How to transpose columns when they encode multiple "records"? - openrefine

I have a spreadsheet I have imported into OpenRefine. The creator encoded groups of information (records) in columns. I need to bring each of those groups of columns into its own row, along with all the relevant columns.
Using a simplified example, how would I go from this:
id foo1 foo2 foo3 bar1 bar2 bar3
1 4 6 a 7 9 b
2 5 5 a 8 8 b
3 6 4 a 9 7 b
To this:
id foobar1 foobar2 foobar3
1 4 6 a
1 7 9 b
2 5 5 a
2 8 8 b
3 6 4 a
3 9 7 b
I've been trying to think of a way forward with intermediate columns, but there are are 6 groups of 5 columns and I'm currently stuck.

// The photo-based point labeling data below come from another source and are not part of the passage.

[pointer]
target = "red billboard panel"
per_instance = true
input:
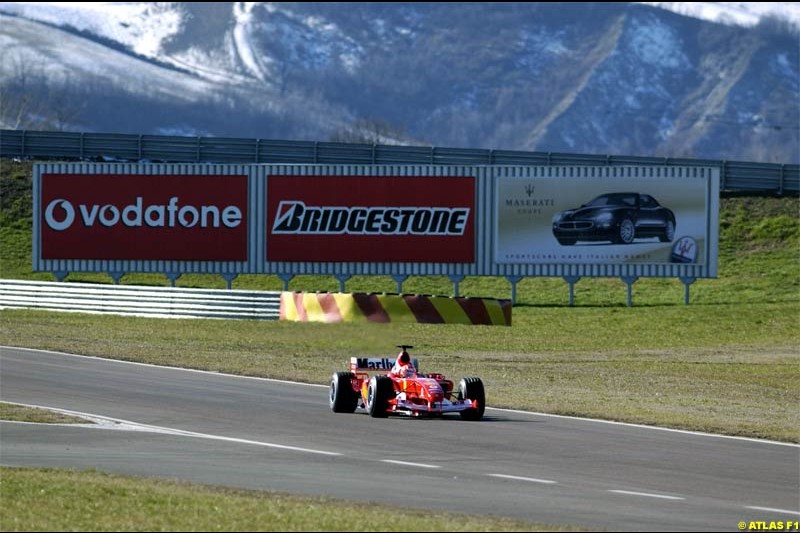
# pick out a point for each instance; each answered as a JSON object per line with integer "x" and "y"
{"x": 143, "y": 217}
{"x": 416, "y": 219}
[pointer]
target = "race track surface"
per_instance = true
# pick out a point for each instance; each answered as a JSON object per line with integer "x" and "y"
{"x": 264, "y": 434}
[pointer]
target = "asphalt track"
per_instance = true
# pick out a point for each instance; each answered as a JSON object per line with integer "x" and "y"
{"x": 265, "y": 434}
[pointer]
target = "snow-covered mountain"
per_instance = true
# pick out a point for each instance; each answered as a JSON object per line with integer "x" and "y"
{"x": 716, "y": 80}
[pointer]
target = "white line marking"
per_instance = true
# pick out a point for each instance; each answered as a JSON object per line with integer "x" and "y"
{"x": 642, "y": 426}
{"x": 104, "y": 422}
{"x": 151, "y": 365}
{"x": 520, "y": 478}
{"x": 517, "y": 411}
{"x": 646, "y": 494}
{"x": 771, "y": 510}
{"x": 404, "y": 463}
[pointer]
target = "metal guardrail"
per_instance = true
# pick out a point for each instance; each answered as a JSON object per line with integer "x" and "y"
{"x": 159, "y": 302}
{"x": 735, "y": 176}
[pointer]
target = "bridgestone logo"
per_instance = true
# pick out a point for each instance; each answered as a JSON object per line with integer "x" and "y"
{"x": 137, "y": 214}
{"x": 296, "y": 217}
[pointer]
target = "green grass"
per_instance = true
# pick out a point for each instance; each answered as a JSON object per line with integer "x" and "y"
{"x": 21, "y": 413}
{"x": 59, "y": 500}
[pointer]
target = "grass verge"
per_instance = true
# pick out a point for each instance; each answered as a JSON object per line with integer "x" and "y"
{"x": 58, "y": 500}
{"x": 21, "y": 413}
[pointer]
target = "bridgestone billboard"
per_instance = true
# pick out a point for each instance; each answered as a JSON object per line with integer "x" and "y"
{"x": 376, "y": 219}
{"x": 371, "y": 219}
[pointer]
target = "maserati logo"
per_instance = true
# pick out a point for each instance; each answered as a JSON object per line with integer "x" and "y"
{"x": 684, "y": 251}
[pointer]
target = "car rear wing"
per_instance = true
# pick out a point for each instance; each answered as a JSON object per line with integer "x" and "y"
{"x": 375, "y": 364}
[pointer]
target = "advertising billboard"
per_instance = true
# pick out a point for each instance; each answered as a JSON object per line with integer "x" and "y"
{"x": 143, "y": 217}
{"x": 602, "y": 220}
{"x": 413, "y": 219}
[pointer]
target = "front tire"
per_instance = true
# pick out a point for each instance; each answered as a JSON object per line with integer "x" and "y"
{"x": 343, "y": 399}
{"x": 379, "y": 391}
{"x": 669, "y": 232}
{"x": 472, "y": 389}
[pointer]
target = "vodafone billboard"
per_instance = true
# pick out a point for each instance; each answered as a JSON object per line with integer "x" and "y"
{"x": 143, "y": 217}
{"x": 415, "y": 219}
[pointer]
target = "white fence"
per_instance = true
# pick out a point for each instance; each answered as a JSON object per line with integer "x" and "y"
{"x": 160, "y": 302}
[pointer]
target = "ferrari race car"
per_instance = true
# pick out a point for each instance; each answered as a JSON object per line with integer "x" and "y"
{"x": 370, "y": 384}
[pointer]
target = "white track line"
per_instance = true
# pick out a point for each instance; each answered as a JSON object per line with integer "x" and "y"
{"x": 404, "y": 463}
{"x": 528, "y": 479}
{"x": 646, "y": 494}
{"x": 771, "y": 510}
{"x": 517, "y": 411}
{"x": 104, "y": 422}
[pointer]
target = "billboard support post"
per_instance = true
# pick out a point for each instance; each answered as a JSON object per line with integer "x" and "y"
{"x": 514, "y": 280}
{"x": 687, "y": 282}
{"x": 629, "y": 281}
{"x": 456, "y": 279}
{"x": 229, "y": 277}
{"x": 399, "y": 279}
{"x": 286, "y": 278}
{"x": 342, "y": 278}
{"x": 572, "y": 280}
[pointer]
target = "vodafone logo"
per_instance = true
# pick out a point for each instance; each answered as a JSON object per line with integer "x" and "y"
{"x": 66, "y": 207}
{"x": 61, "y": 214}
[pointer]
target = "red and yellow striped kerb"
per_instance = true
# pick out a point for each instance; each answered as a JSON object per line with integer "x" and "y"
{"x": 409, "y": 308}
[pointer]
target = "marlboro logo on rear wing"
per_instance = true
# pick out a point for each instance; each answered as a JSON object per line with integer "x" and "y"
{"x": 371, "y": 364}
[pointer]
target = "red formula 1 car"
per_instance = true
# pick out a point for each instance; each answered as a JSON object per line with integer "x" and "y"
{"x": 382, "y": 387}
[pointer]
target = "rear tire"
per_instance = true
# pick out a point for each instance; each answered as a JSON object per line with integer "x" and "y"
{"x": 669, "y": 232}
{"x": 379, "y": 391}
{"x": 626, "y": 232}
{"x": 472, "y": 389}
{"x": 343, "y": 399}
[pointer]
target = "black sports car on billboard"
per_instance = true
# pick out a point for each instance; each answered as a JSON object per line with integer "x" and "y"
{"x": 618, "y": 217}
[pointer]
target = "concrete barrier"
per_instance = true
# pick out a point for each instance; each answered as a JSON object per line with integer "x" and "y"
{"x": 160, "y": 302}
{"x": 408, "y": 308}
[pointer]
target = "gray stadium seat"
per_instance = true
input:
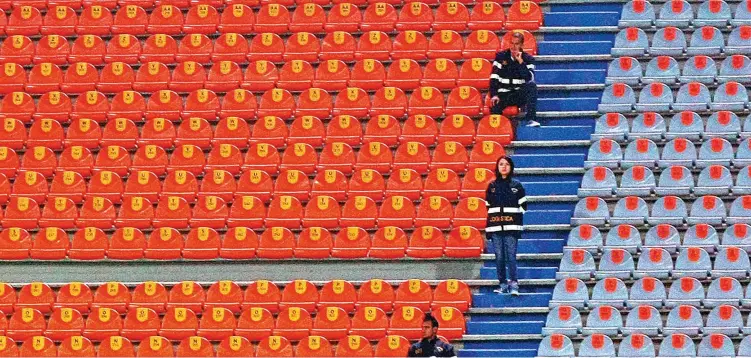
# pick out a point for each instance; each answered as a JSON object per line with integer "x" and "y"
{"x": 699, "y": 68}
{"x": 598, "y": 181}
{"x": 647, "y": 291}
{"x": 636, "y": 181}
{"x": 631, "y": 210}
{"x": 639, "y": 13}
{"x": 663, "y": 69}
{"x": 625, "y": 69}
{"x": 707, "y": 209}
{"x": 624, "y": 236}
{"x": 707, "y": 40}
{"x": 618, "y": 97}
{"x": 668, "y": 210}
{"x": 603, "y": 319}
{"x": 615, "y": 263}
{"x": 643, "y": 319}
{"x": 609, "y": 291}
{"x": 683, "y": 319}
{"x": 692, "y": 262}
{"x": 668, "y": 41}
{"x": 654, "y": 262}
{"x": 714, "y": 180}
{"x": 636, "y": 345}
{"x": 640, "y": 152}
{"x": 685, "y": 291}
{"x": 692, "y": 96}
{"x": 570, "y": 291}
{"x": 604, "y": 152}
{"x": 678, "y": 152}
{"x": 675, "y": 13}
{"x": 576, "y": 263}
{"x": 730, "y": 96}
{"x": 564, "y": 320}
{"x": 591, "y": 210}
{"x": 631, "y": 41}
{"x": 655, "y": 97}
{"x": 724, "y": 291}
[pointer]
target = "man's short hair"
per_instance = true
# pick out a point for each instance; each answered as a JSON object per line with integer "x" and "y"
{"x": 429, "y": 318}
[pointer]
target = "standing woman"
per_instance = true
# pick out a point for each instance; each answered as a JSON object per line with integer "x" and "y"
{"x": 507, "y": 203}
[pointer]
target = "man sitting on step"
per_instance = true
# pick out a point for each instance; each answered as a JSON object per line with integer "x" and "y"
{"x": 513, "y": 81}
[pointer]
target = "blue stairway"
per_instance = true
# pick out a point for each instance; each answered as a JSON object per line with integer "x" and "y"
{"x": 574, "y": 51}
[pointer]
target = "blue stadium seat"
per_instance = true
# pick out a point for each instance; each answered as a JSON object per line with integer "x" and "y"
{"x": 663, "y": 236}
{"x": 647, "y": 291}
{"x": 564, "y": 320}
{"x": 739, "y": 40}
{"x": 625, "y": 69}
{"x": 576, "y": 263}
{"x": 586, "y": 237}
{"x": 655, "y": 97}
{"x": 663, "y": 69}
{"x": 675, "y": 13}
{"x": 740, "y": 211}
{"x": 685, "y": 291}
{"x": 604, "y": 152}
{"x": 668, "y": 210}
{"x": 598, "y": 181}
{"x": 636, "y": 345}
{"x": 612, "y": 126}
{"x": 714, "y": 180}
{"x": 618, "y": 97}
{"x": 615, "y": 263}
{"x": 730, "y": 96}
{"x": 638, "y": 13}
{"x": 668, "y": 41}
{"x": 637, "y": 181}
{"x": 724, "y": 291}
{"x": 692, "y": 262}
{"x": 648, "y": 125}
{"x": 735, "y": 68}
{"x": 603, "y": 319}
{"x": 654, "y": 262}
{"x": 631, "y": 210}
{"x": 713, "y": 13}
{"x": 699, "y": 68}
{"x": 706, "y": 41}
{"x": 570, "y": 291}
{"x": 678, "y": 152}
{"x": 715, "y": 151}
{"x": 687, "y": 125}
{"x": 640, "y": 152}
{"x": 631, "y": 41}
{"x": 645, "y": 319}
{"x": 591, "y": 210}
{"x": 692, "y": 96}
{"x": 609, "y": 291}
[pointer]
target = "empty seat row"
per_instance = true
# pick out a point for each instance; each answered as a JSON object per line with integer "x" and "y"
{"x": 671, "y": 41}
{"x": 666, "y": 69}
{"x": 686, "y": 124}
{"x": 641, "y": 13}
{"x": 230, "y": 295}
{"x": 640, "y": 345}
{"x": 677, "y": 152}
{"x": 196, "y": 346}
{"x": 240, "y": 243}
{"x": 658, "y": 97}
{"x": 225, "y": 76}
{"x": 276, "y": 18}
{"x": 651, "y": 291}
{"x": 640, "y": 181}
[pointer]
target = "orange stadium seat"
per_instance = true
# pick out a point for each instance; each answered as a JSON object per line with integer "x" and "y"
{"x": 276, "y": 243}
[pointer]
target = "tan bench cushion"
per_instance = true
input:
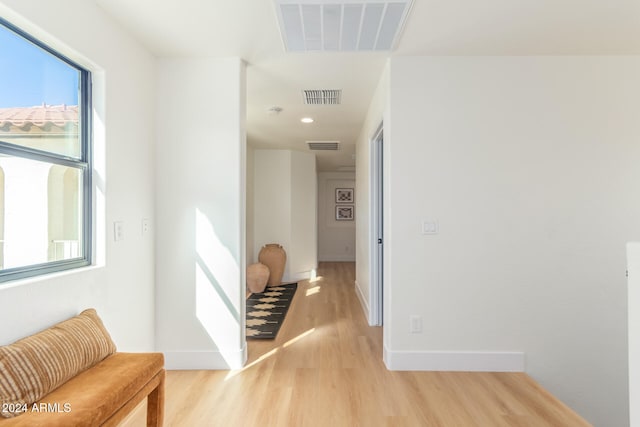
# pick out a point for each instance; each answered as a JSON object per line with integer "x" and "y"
{"x": 92, "y": 397}
{"x": 34, "y": 366}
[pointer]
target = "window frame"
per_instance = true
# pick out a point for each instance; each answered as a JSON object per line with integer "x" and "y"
{"x": 84, "y": 163}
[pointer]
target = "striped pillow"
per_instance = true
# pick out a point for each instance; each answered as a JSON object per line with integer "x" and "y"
{"x": 36, "y": 365}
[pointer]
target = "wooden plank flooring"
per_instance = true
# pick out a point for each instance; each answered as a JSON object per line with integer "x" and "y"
{"x": 325, "y": 369}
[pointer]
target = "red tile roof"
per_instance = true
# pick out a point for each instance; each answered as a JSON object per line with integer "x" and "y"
{"x": 40, "y": 116}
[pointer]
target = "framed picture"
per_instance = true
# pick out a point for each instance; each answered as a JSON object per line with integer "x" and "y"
{"x": 344, "y": 195}
{"x": 344, "y": 212}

I found a solution. The steps are:
Concat each group of columns into a single column (FOO_CONCAT, BAR_CONCAT)
Delete the now unneeded columns (foo1..3, bar1..3)
Transpose your CONCAT columns into a single column, no prefix, ignoring blanks, filling down other columns
Now FOO_CONCATs and BAR_CONCATs are all in the same column
Split that column into several columns...(using the separator you used in step 1)
Rename columns
Strip out prefixes (I had foo1:4, bar2:8, etc for clarity)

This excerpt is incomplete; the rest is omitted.